Metrolina Native American Association, Mecklenburg County
The Metrolina Native American Association is an inter-tribal association dedicated to serving the needs of American Indians living in the ten-county area know as Metrolina. This includes Cabarrus, Catawba, Cleveland, Gaston, Iredell, Lincoln, Mecklenburg, Rowan, Stanly, and Union counties. The association was established in 1976 and is one of four state recognized Urban Indian Centers. The organization sponsors an annual Pow-wow in the Charlotte area to share American Indian culture with the community.
Occaneechi Band of the Saponi Nation, Alamance County
The Occaneechi Band of the Saponi Nation trace their roots to the Saponi Indians who lived in the Piedmont of North Carolina and Virginia during prehistoric times. More specifically the modern tribe is related to the Saponi, Occaneechi, Eno, Tutelo, and other people who joined together into a single community under a 1713 treaty with the Colony of Virginia. The Saponi Confederation lived in fortified settlements in Virginia and North Carolina until the 1750s. In 2002, the Occaneechi Band of Saponi Nation began an ambitious program to buy back their ancestral lands in Alamance County, North Carolina. RECOGNITION??
Sappony Tribe, Person County
The Indian town of Monassukapanough, located in Virginia near the James River, is believed to have been the ancestral town of the Sappony. In the middle of the 17th century, when European settlement was expanding across Virginia, the Sappony lived near present-day Clarksville, Virginia, and were important participants in the southern fur trade. They acted as middlemen between the Catawbas and the Virginians. In the early 18th century the Sappony moved south to lands along the Meherrin River in Brunswick County, North Carolina. In 1911 the State of North Carolina recognized the Sappony as an independent tribe. The State of Virginia followed suit in 1913. Today High Plains Indian Settlement is the home of the Sappony.
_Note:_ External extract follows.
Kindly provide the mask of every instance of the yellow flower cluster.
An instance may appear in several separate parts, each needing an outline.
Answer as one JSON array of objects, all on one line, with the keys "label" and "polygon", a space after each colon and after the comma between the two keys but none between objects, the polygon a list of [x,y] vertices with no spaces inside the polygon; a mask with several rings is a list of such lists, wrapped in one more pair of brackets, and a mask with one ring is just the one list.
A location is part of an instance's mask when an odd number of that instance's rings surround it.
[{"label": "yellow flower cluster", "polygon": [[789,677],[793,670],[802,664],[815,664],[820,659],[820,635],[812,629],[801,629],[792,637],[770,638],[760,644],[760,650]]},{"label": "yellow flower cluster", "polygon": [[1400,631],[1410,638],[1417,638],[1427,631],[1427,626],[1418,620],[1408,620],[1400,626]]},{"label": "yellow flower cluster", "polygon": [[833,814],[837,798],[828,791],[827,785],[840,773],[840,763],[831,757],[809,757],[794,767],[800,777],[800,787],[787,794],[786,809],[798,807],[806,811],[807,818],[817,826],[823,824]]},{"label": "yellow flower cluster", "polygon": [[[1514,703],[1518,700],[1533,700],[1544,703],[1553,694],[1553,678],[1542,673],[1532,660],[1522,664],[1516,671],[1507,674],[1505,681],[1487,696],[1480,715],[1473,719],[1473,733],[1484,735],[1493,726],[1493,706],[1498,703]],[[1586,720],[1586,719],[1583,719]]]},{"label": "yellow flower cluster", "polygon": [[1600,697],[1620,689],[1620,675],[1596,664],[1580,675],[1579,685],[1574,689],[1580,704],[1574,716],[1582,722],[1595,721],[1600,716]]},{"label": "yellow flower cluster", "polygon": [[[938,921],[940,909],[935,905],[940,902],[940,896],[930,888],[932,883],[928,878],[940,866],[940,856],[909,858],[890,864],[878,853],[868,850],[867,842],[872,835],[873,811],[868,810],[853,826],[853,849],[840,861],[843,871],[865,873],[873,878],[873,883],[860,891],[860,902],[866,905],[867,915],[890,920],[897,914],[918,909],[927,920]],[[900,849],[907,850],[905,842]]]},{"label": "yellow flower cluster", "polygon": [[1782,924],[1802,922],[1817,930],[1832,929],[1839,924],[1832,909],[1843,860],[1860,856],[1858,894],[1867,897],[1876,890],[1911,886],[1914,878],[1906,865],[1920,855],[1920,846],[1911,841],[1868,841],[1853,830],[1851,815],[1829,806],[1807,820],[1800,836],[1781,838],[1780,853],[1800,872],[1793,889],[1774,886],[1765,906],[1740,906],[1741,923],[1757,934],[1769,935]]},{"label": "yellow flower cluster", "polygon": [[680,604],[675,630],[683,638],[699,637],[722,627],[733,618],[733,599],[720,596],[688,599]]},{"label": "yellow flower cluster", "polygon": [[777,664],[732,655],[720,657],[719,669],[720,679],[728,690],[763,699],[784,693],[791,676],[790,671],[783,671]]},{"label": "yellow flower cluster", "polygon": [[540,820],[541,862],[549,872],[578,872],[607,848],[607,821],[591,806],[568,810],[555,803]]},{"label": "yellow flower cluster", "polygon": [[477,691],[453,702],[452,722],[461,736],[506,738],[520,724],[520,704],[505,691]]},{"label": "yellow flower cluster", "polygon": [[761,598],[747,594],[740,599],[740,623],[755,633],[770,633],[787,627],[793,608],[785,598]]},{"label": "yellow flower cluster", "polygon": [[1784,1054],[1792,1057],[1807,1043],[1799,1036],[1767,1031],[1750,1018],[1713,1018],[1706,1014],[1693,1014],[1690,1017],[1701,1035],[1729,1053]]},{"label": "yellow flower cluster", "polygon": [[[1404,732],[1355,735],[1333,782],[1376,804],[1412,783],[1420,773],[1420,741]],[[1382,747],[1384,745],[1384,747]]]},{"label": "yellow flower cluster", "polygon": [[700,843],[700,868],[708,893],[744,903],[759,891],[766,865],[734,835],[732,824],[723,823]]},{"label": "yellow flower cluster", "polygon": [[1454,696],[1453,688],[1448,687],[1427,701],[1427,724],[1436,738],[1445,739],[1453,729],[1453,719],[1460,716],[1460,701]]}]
Triangle Native American Society, Wake County
The Triangle Native American Society (TNAS) is a non-profit volunteer organization founded in 1984. The organization is dedicated to serving the economic, educational, and cultural needs of American Indians living in the greater Raleigh, Chapel Hill, and Durham area. Members of TNAS collaborate with many other state and local agencies to promote education, health and well-being, business development as well as cultural activities including Indian Heritage Month celebrations and the annual TNAS pow-wow.
Waccamaw Siouan Development Association, Columbus County
Waccamaw Siouan Indians are a North Carolina state recognized tribe located predominantly in Bladen and Columbus counties in the communities of St. James, Buckhead, and Council. The Waccamaw Siouan Tribe, Inc. was founded in 1971 and incorporated with the State of North Carolina in 1972. The tribe works to improve the social, economic, educational, and general welfare of its people and to promote the image of the Waccamaw Siouan Tribe both in North Carolina and the United States.
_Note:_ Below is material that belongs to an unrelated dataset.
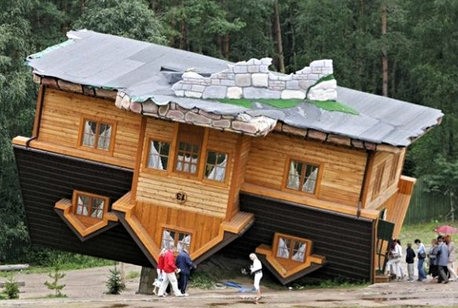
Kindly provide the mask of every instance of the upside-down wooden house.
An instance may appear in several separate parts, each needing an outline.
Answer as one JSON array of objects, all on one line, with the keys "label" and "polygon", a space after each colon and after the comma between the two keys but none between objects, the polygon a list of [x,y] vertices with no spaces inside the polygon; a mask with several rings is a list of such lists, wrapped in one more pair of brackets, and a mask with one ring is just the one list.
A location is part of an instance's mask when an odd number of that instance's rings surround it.
[{"label": "upside-down wooden house", "polygon": [[195,263],[256,251],[283,284],[374,281],[415,182],[406,148],[443,116],[339,87],[331,60],[285,75],[80,30],[27,62],[35,121],[13,145],[32,243],[149,267],[174,242]]}]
The Waccamaw Siouan tribal homeland is situated on the edge of Green Swamp about 37 miles from Wilmington, North Carolina, and seven miles from Lake Waccamaw. According to Waccamaw Siouan oral tradition, Lake Waccamaw was created thousands of years ago when an immense meteor appeared in the night sky and hurtled toward earth. The meteor struck the earth. Water from surrounding swamps and rivers flowed into the crater and cooled it, creating Lake Waccamaw. The Waccamaw Siouan call themselves “People of the Falling Star.”